就在這時,前面的火把突然滅了,阿亞嘴裡叨咕了一聲什麼,然後就迅速閃到前面去了。
小寶嘴裡罵罵咧咧地好像在發脾氣,阿亞也附和着高聲罵着混賬、死鬼之類的話。
我發現河裡的水流似乎起了某種變化,但天太黑又看不清楚。小寶在用打火機試着重新點燃火把,邵俊和阿亞都湊了過去。
我隱隱覺得河水的變化越來越大了,就忍不住拿出手機打開電筒照了過去,當我藉助手機電筒的亮光探頭看清了河面上的情形時,忍不住“啊!”地驚叫起來!
河面上,竟冒出無數個小孩子的頭顱!
“你們快看河面上!”我聲音顫抖着喊他們快看。
邵俊也急忙拿出手機打開電筒朝河面照了過去。
“站那不要動!”小寶對我和邵俊喊道。
我一動不動地盯着河面,見那些小孩的頭顱全都瞪着一對黑乎乎的大眼睛,他們一律腦袋碩大,遠看就像一個個西瓜在水面上漂着一樣。
邵俊的手機電筒光突然滅了,然後又猛地閃了一下,他竟在拍照!
河裡的頭顱或許被閃光燈驚擾了,他們一律張大了的嘴巴,發出一種類似嬰兒哭泣的聲音,緊接着,那些頭顱同時離開了水面,越升越高,而他們頭顱之下連着的,竟是蟒蛇的身子!
邵俊或許是由於驚嚇過度,“哎呀”叫了一聲後轉身就跑!
“不逃跑!別跑!”小寶大聲喊着,與此同時,離邵俊最近的那個人頭蛇身的怪物突然俯衝而下,剎那間就用身體纏住邵俊,然後又回到了水面之上!他用蛇身緊緊地纏住邵俊,並轉回頭與邵俊對視着。
“放開他!你這個醜八怪!”小寶站在水邊用柺杖指着那個怪物喊道。
但那怪物根本就不理小寶,而是漸漸纏緊了身子,邵俊啊啊大叫着頭拼命地後仰,我似乎聽到了他肋骨折斷的聲音。
阿亞突然一個猛子鑽進了水裡!小寶的柺杖同時也“噗”的一聲從頂部射出了或許該被稱做暗器之類的東西,怪物身子猛然一震,收緊的身子瞬間便鬆弛下來,邵俊就從怪物的身體間滑落,“撲通”一聲掉進了河裡。
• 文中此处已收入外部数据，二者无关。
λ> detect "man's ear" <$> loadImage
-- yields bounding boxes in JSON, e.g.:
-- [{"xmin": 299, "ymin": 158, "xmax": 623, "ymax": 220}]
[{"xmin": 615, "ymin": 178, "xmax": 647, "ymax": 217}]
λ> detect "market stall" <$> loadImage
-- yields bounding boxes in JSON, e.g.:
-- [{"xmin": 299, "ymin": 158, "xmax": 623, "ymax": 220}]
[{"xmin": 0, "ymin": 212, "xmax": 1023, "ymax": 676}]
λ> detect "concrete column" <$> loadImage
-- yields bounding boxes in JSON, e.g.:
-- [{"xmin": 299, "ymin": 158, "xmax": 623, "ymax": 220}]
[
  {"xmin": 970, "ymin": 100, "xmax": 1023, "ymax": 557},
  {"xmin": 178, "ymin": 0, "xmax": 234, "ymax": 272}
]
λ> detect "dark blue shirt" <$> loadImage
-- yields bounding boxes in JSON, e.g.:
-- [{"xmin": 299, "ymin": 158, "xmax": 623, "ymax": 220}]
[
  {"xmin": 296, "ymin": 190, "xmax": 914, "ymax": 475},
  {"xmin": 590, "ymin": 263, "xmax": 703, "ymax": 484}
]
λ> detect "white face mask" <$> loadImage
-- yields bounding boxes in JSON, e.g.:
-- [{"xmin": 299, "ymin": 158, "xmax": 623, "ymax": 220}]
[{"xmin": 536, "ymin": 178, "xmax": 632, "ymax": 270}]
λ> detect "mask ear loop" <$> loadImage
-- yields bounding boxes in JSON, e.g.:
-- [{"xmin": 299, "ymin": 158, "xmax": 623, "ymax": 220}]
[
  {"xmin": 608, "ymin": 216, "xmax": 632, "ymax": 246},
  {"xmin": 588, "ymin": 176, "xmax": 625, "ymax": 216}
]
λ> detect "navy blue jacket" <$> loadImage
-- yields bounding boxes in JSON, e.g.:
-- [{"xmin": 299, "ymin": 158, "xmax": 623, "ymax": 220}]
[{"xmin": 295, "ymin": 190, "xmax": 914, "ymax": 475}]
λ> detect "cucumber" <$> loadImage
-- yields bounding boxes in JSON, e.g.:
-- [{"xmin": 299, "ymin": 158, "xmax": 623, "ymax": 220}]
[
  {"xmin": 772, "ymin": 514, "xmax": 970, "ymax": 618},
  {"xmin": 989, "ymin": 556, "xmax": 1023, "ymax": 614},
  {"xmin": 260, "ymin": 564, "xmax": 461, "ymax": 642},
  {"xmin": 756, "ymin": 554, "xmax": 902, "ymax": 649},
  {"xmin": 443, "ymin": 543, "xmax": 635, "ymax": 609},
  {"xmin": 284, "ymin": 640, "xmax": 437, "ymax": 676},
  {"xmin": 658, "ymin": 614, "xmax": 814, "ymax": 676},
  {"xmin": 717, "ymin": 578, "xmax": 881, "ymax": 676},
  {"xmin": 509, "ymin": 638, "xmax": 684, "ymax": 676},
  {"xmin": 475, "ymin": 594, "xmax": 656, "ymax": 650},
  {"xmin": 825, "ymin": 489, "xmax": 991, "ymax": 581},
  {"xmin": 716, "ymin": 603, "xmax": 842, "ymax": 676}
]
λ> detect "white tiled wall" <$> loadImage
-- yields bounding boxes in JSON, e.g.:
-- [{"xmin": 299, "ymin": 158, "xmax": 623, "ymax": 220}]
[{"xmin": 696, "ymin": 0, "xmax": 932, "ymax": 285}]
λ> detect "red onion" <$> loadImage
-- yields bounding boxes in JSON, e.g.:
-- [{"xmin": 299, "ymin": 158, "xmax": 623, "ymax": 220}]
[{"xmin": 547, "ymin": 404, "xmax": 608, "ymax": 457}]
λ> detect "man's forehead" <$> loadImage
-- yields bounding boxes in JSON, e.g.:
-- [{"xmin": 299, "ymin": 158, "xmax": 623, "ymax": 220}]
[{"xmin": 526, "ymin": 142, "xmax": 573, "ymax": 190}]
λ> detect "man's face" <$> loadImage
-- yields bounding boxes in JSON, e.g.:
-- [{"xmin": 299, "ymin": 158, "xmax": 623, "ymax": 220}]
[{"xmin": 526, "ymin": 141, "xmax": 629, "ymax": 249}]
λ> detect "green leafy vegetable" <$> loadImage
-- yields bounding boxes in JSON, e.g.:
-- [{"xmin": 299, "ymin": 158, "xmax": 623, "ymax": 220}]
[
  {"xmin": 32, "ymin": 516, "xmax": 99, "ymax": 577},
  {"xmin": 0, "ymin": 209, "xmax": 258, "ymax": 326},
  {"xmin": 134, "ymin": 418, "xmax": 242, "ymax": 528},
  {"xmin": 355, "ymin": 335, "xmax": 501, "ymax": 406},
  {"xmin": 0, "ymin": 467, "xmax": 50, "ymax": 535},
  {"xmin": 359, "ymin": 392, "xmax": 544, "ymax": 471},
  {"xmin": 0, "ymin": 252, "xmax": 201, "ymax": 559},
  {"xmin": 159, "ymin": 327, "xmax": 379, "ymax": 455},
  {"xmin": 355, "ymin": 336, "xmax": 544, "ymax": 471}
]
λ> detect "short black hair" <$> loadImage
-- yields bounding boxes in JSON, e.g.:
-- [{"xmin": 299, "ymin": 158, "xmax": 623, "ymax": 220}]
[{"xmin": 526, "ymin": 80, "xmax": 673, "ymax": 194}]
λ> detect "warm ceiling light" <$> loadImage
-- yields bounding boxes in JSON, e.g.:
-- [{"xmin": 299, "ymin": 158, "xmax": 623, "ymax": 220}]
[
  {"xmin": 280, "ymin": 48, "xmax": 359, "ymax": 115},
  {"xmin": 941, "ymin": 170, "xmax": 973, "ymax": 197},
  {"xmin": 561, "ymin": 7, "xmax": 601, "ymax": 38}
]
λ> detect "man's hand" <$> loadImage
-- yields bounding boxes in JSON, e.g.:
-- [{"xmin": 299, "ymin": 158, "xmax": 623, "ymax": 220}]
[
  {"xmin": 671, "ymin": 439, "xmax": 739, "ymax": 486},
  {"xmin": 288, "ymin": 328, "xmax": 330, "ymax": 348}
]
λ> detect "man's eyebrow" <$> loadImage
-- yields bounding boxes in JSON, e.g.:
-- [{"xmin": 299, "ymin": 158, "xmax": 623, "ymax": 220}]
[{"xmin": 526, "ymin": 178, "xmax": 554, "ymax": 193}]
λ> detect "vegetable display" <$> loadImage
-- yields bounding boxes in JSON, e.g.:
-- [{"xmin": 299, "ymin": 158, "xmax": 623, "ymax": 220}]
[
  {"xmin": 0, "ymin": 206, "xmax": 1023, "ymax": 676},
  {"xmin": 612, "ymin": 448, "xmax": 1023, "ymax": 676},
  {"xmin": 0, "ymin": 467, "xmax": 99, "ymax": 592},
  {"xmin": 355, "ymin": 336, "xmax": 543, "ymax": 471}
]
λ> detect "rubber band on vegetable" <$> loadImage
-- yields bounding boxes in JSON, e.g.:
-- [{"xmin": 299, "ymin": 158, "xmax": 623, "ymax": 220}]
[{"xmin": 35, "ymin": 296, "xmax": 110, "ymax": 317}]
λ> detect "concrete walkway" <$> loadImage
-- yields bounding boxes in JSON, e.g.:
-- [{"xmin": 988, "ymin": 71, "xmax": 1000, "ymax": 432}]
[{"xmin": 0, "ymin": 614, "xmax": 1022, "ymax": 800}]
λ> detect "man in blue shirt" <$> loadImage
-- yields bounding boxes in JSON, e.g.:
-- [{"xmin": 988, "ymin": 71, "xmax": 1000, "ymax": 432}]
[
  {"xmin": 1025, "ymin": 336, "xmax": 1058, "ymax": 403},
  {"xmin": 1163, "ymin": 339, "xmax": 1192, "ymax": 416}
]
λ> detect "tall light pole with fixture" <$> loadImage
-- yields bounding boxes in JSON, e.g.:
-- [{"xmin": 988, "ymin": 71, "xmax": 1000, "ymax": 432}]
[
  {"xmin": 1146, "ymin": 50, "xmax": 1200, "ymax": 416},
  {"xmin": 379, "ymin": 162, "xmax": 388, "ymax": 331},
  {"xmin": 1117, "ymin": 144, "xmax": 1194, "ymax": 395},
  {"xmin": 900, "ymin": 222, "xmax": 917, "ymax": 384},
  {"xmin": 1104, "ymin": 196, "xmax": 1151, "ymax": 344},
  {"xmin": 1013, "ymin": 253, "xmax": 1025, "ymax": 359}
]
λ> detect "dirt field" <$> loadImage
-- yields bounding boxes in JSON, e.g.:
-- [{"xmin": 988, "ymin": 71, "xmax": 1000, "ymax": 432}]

小寶手一揚不知往河裡撒了些什麼,然後就說了句:“傑叔,快跟着我跑!”,他說完抹頭就跑,我就也趕緊轉身隨着他跑去。
“小寶,阿亞和邵俊怎麼辦?”我邊跑邊問。
“放心他們沒事!跑,別停!”
身後的那片河面如開了鍋一般“嘩嘩”聲越來越響,伴隨着還有如嬰兒般的痛哭聲!我不敢回頭去看,緊跟着小寶奮力向前奔跑。那麼多的碎石,可以想像我當時奔跑的姿勢,我記不清當時究竟摔了多少個跟頭,摔倒了就爬起來繼續跑!
當小寶突然停下喊了句“行了”時,我一屁股蹲坐在地就渾身癱軟了。我感到身上就沒有一處不疼的,我用手機手電一照,我的媽,身上已數不清有多少個口子了,到處都在淌血。
旁邊的河裡“嘩啦”響了一聲,我以爲怪物又來了,就趕忙用電筒照過去一看,竟然是阿亞!她爬出河面然後轉身又從河裡拉上來一個人,我湊過去一看,正是邵俊!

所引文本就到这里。